After two days of hearings in Regina on February 13th and 14th, the Saskatchewan Court of Appeal has reserved judgement on the question of the constitutionality of a federally-imposed carbon tax on the province of Saskatchewan.
Along with the provinces of Ontario, New Brunswick, and Manitoba, the Saskatchewan provincial government has opted not to implement its own carbon tax scheme. As such, Saskatchewan will be subject to the federal government’s imposed tax beginning in April 2019.
Premier Moe’s government introduced its own climate change law on October 30th that laid down a groundwork for standards to reduce industrial emissions. Premier Moe’s plan involved requiring large greenhouse gas emitters to register with the province with the potential for receiving credits when reaching targets. However, critics have stated that Saskatchewan’s proposed plan and failure to set up its own carbon tax scheme does not sufficiently commit the province to mitigating emissions and it does not meet the nation’s climate change benchmarks. The federal government has therefore opted to impose a carbon tax scheme.
The imposition of a federally-imposed tax would mean the government would set a price on carbon and those who purchase an emission-producing product would have to pay this tax. Under the tax, oil products, including diesel and gas, natural gas, and coal-fired electricity, would be affected. The federal tax will price carbon at $20 a tonne, or 4.4 cents per litre of gasoline, and is set to rise to $50 in 2020. In Saskatchewan, “the average family would pay $403 in carbon tax costs and receive $598 in rebates ($195 as a net benefit).”
In theory, it is anticipated that individuals would opt to cut down in their carbon use in order to avoid paying this tax, thus reducing carbon emissions. The revenue generated could be used in various ways, such as offering rebates to customers, spending it on emission-reducing measures, lowering other taxes, or including it as general revenue.
Saskatchewan’s legal counsel has argued that the province recognizes the seriousness of the climate change issue and that effective measures are required to deal with greenhouse gas emissions. The province emphasizes that this case centres around what powers the federal government has and does not have. The issue is whether the federal government is violating provincial jurisdiction with its imposed carbon tax under the Greenhouse Gas Pollution Pricing Act, which was introduced into Parliament on March 28, 2018, as Part 5 of Bill C-74. Fundamentally, Saskatchewan argues that the proposed carbon tax is unconstitutional.
Conversely, the federal government argues that, in fact, it does have the power to impose a carbon tax on provinces given that Section 91 of the Constitution Act, 1867 provides that it may pass laws for “peace, order, and good government” (POGG). It is contended that the issues of climate change and greenhouse gas emissions are considered a national concern, and that the federal government does have the legislative authority under its POGG power to impose the carbon tax on provinces, like Saskatchewan, that it deems have not taken sufficient action on the matter. From the perspective of Ottawa, a province’s failure to sufficiently regulate greenhouse gas emissions impacts Canada as a whole.
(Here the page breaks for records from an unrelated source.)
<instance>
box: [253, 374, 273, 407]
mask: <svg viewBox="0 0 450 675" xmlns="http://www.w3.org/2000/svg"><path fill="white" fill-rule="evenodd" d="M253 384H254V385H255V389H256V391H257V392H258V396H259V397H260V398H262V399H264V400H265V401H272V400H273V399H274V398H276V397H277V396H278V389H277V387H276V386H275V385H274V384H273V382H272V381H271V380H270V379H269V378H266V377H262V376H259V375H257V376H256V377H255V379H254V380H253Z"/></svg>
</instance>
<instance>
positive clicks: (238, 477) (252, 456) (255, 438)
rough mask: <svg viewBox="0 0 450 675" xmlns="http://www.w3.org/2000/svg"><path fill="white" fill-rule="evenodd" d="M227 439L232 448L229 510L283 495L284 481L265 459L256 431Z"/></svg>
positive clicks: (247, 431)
Sharlene Telles-Langdon, a lawyer for the Attorney General of Canada, argues that “one province’s refusal or failure to sufficiently regulate greenhouse gas emissions impacts Canada as a whole” given that carbon pollutants have cumulative dimensions and that there are no geographical boundaries to emissions. Largely, Ottawa’s position is that, from a constitutional standpoint, the provinces are unable to address Canada’s overall emissions level and that the federal government is in a position to do so.
Lawyers on behalf of Saskatchewan argue against the federal government’s position that the imposed pricing act should fall under the POGG clause of the Constitution Act. Alan Jacobson, lawyer for the province, contends that the use of this clause can be considered as “sweeping, radical, and intrusive”, as well as disrespectful to the sovereignty of the provinces. Saskatchewan and it’s anti-carbon tax allies argue that the federal government is overreaching into provincial jurisdiction with the tax and that this threatens the balance of federalism.
As it stands, the Court of Appeal is reserving judgement until further notice given the complexity of the matter. Much is at stake with this case. The outcome will not only have an impact on Canada’s environmental goals and the balance of power between the federal and provincial governments, but will also have impacts on taxpayers, farmers, First Nations members, businesses, corporations, and various other interests.